Using SD as the basis of my filtering function was a serendipitous discovery; I wrote a quick test program to compute the means and SD's of 32 sample chunks of IR data and looked at the results in DPlot. The utility of the SD in picking up movement events was immediately obvious:
Note the scale for the SD - the tiny blue bumps hugging the x-axis indicate actual movements and use of SD with a fixed threshold is far simpler than keeping track of the IR temperature baseline and using a floating threshold. The other option one has is to set a high IR temperature threshold - say 26.5 C. This would pick up all of the large temperature changes which are the result of my being a couple of feet from the sensor, but would miss all of the small changes.
The only reason I computed SD was that I was testing an algorithm that computes mean and SD in one step:
mean = sum(x(i))/n and SD = (sum(x(i)^2) - sum(x(i))^2/2)/(n-1)

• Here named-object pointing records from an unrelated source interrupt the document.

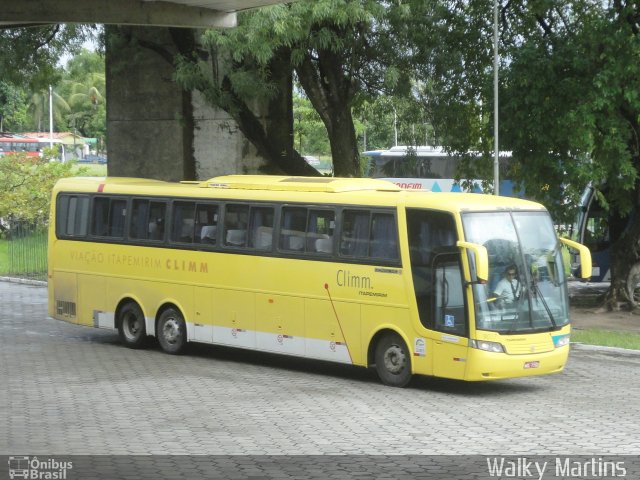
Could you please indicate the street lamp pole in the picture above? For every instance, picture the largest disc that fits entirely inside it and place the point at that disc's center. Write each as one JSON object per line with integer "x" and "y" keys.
{"x": 496, "y": 163}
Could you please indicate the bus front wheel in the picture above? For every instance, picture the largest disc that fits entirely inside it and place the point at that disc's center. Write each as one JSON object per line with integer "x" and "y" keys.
{"x": 172, "y": 331}
{"x": 131, "y": 327}
{"x": 393, "y": 361}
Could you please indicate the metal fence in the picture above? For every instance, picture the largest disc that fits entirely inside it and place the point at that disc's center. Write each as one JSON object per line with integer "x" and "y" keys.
{"x": 27, "y": 251}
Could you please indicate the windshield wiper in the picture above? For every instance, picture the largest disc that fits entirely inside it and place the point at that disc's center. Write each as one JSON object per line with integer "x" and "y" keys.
{"x": 538, "y": 294}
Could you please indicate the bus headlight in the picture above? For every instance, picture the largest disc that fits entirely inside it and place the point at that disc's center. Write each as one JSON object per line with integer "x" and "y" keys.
{"x": 560, "y": 340}
{"x": 487, "y": 346}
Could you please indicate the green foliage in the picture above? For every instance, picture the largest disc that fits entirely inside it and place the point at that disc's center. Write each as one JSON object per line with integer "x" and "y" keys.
{"x": 569, "y": 96}
{"x": 29, "y": 56}
{"x": 342, "y": 52}
{"x": 83, "y": 86}
{"x": 26, "y": 183}
{"x": 13, "y": 108}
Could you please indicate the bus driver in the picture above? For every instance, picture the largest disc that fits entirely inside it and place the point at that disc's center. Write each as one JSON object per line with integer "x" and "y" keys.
{"x": 509, "y": 288}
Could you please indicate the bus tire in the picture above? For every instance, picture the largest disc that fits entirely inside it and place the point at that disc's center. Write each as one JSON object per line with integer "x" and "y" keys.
{"x": 393, "y": 361}
{"x": 172, "y": 331}
{"x": 131, "y": 326}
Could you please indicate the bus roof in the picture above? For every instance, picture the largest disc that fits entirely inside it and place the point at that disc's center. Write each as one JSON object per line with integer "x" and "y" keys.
{"x": 301, "y": 189}
{"x": 300, "y": 184}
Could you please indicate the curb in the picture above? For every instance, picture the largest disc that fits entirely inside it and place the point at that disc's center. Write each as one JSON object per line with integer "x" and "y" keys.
{"x": 610, "y": 350}
{"x": 24, "y": 281}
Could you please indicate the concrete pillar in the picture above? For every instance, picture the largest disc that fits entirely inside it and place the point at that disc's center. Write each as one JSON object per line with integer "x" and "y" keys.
{"x": 154, "y": 128}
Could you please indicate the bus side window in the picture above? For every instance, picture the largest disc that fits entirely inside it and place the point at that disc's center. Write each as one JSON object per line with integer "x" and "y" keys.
{"x": 109, "y": 216}
{"x": 206, "y": 223}
{"x": 428, "y": 232}
{"x": 384, "y": 236}
{"x": 320, "y": 227}
{"x": 236, "y": 220}
{"x": 183, "y": 222}
{"x": 354, "y": 241}
{"x": 72, "y": 215}
{"x": 292, "y": 229}
{"x": 261, "y": 232}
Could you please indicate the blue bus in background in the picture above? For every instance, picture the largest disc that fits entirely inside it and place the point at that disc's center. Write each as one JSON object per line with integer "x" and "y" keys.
{"x": 428, "y": 168}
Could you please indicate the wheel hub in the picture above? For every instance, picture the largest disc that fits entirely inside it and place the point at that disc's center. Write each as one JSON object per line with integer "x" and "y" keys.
{"x": 171, "y": 330}
{"x": 394, "y": 359}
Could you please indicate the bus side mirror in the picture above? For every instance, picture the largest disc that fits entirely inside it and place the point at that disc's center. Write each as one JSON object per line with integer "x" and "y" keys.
{"x": 585, "y": 257}
{"x": 481, "y": 258}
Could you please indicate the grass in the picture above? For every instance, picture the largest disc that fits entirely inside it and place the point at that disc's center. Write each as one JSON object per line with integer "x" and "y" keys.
{"x": 4, "y": 257}
{"x": 607, "y": 338}
{"x": 25, "y": 256}
{"x": 91, "y": 170}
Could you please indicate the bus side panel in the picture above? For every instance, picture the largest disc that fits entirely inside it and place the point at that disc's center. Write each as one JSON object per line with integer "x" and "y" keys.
{"x": 233, "y": 317}
{"x": 280, "y": 324}
{"x": 324, "y": 336}
{"x": 93, "y": 309}
{"x": 65, "y": 296}
{"x": 203, "y": 319}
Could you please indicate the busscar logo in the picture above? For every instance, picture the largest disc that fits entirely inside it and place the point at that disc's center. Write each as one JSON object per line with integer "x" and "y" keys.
{"x": 38, "y": 469}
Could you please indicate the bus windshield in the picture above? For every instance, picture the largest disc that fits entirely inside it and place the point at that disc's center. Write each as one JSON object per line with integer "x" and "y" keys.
{"x": 526, "y": 289}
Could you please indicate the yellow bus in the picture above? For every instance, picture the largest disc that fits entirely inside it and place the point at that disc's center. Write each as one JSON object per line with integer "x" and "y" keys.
{"x": 355, "y": 271}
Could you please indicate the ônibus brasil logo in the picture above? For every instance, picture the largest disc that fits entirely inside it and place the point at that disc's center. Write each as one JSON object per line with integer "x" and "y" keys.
{"x": 34, "y": 468}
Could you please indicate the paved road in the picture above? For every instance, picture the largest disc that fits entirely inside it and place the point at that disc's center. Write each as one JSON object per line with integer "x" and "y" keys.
{"x": 75, "y": 390}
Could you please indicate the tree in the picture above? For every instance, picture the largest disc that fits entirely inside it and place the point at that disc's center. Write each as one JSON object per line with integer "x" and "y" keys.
{"x": 39, "y": 108}
{"x": 26, "y": 183}
{"x": 13, "y": 108}
{"x": 340, "y": 50}
{"x": 569, "y": 99}
{"x": 83, "y": 87}
{"x": 30, "y": 55}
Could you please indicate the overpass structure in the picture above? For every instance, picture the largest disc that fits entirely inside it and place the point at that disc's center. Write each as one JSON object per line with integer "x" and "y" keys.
{"x": 154, "y": 128}
{"x": 167, "y": 13}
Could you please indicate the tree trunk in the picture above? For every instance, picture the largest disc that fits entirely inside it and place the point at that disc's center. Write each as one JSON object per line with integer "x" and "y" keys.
{"x": 275, "y": 142}
{"x": 625, "y": 264}
{"x": 331, "y": 94}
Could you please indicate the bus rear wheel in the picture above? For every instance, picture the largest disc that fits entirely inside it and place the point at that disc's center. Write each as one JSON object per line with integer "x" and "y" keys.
{"x": 131, "y": 326}
{"x": 393, "y": 361}
{"x": 172, "y": 331}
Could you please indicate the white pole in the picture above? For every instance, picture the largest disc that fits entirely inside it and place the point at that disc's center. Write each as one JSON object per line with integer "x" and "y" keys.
{"x": 50, "y": 117}
{"x": 496, "y": 164}
{"x": 395, "y": 127}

It's just more elegant to have a single loop to compute both mean and SD. At the time that I started this project I figured I'd have to adapt one of my neuronal action potential finding algorithms modified for noisy data to determine when movements occurred. Time to look at use of SD in this application also.
I've written a test program which will demonstrate the use of the 1045 sensor and SBC2. Currently, the 1045 sensor is connected to the SBC2 and is accessed through the Phidgets web service. The nice thing about this program is that it works on Phidget serial numbers. Thus, instead of being connected to the SBC2, the 1045 could be connected to another computer on the network and any 8/8/8 board could be used to flash the LED that is used to indicate that a temperature discontinuity has occurred. Once I clean up the code a bit and write some documentation will post it as it's far less frustrating to use that way.